The test of the $75 million in equipment in northern Utah comes amid new questions about funding for the space program.
The Ares I has been a centerpiece of NASA's $100 billion return to the moon plans, first suggested by President George W. Bush in 2004. The idea was that the Ares I would take the Orion crew capsule to the international space station in Earth orbit and to the moon, with the big equipment coming from a heavy lift rocket, still to be built, called Ares V.
But after money problems, delays, and technical issues, President Barack Obama appointed a special outside panel of experts to review NASA's future space plans. The committee's preliminary summary, issued Tuesday, said there wasn't enough money in the current budget to go to the moon and also suggested that the Ares I may not be the best option.

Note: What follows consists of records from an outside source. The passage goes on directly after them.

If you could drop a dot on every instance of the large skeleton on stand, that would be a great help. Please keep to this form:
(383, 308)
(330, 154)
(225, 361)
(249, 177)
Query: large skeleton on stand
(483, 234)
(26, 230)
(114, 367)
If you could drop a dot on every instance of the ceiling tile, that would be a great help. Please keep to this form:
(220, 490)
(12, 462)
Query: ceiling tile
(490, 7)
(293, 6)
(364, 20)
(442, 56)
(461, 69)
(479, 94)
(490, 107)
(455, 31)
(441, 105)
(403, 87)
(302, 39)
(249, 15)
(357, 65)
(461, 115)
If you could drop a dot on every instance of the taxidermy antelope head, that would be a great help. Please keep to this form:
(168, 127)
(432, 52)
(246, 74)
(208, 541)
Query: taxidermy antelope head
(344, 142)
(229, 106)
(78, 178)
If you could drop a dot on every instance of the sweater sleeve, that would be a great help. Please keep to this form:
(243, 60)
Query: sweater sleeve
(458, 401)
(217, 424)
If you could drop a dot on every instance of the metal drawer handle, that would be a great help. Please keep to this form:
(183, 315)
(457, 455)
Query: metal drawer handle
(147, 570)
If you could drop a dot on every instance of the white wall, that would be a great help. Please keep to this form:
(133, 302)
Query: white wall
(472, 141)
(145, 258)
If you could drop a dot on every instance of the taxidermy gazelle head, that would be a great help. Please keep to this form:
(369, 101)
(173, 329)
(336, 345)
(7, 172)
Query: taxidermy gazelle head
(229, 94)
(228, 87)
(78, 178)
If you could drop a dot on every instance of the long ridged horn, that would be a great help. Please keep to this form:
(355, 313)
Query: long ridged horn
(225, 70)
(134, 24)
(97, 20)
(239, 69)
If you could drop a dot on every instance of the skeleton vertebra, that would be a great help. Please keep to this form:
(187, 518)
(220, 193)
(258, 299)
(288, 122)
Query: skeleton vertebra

If NASA could secure funds, the report said, it should consider abandoning Ares I in favor of just using Ares V because it is more cost effective and flexible.
However, much of the $7.7 billion NASA has spent on the moon return program has been on the Ares I and a full-scale rocket is at the Kennedy Space Center scheduled for a Halloween test.
"We clearly present an alternative to building Ares I," MIT professor Ed Crawley, a member of the panel, told The Associated Press this week.
NASA and the White House have not made a decision about what to do next. They are waiting for the full report to be submitted, which is a few weeks away.
NASA and Alliant officials said they were pleased with Thursday's test — and happy to resolve the problem that plagued last month's attempted test.
The culprit was a 30-year-old component in the ground control unit that helps move nozzle controls, which steer a rocket in flight. The piece has been replaced though it still isn't exactly clear why it failed, said Pat Lampton, NASA's chief engineer for the Ares first stage test.
At 1 p.m. Thursday, a giant flame shot down the rocket's interior and ignited 1.5 million pounds of propellant — a solid chemical mixture the consistency of a pencil eraser — coating the booster's interior.
The blast from the test could be heard for miles and scoured a deep hole in the hillside. Blazing heat turned a layer of sand into a glasslike material.
"After witnessing what we just saw, it's pretty easy to become speechless," Alex Priskos, NASA's Ares I first stage manager, said after Thursday's test.
Once the test finished, a crowd gathered in a VIP area about a mile away to cheer and congratulate officials from NASA and Alliant.
"I can breathe again," Lampton said. "It went like clockwork."
The Ares I first stage is divided into five segments — each packed with propellant — designed to boost a 321-foot-long vehicle and its crew 36 miles into space in about 120 seconds. From there, the rocket would drop away and another engine would take over.
During the test, 650 sensors inside the rocket were picking up signals to measure its performance and provide scientists with information about what might need to be tweaked for the next iteration as the model moves toward flight readiness. Researchers will spend weeks analyzing data from Thursday's test.
The test of Ares I first stage, under development since 2005, is one of seven scheduled for the motor design. The next is set for June 2010.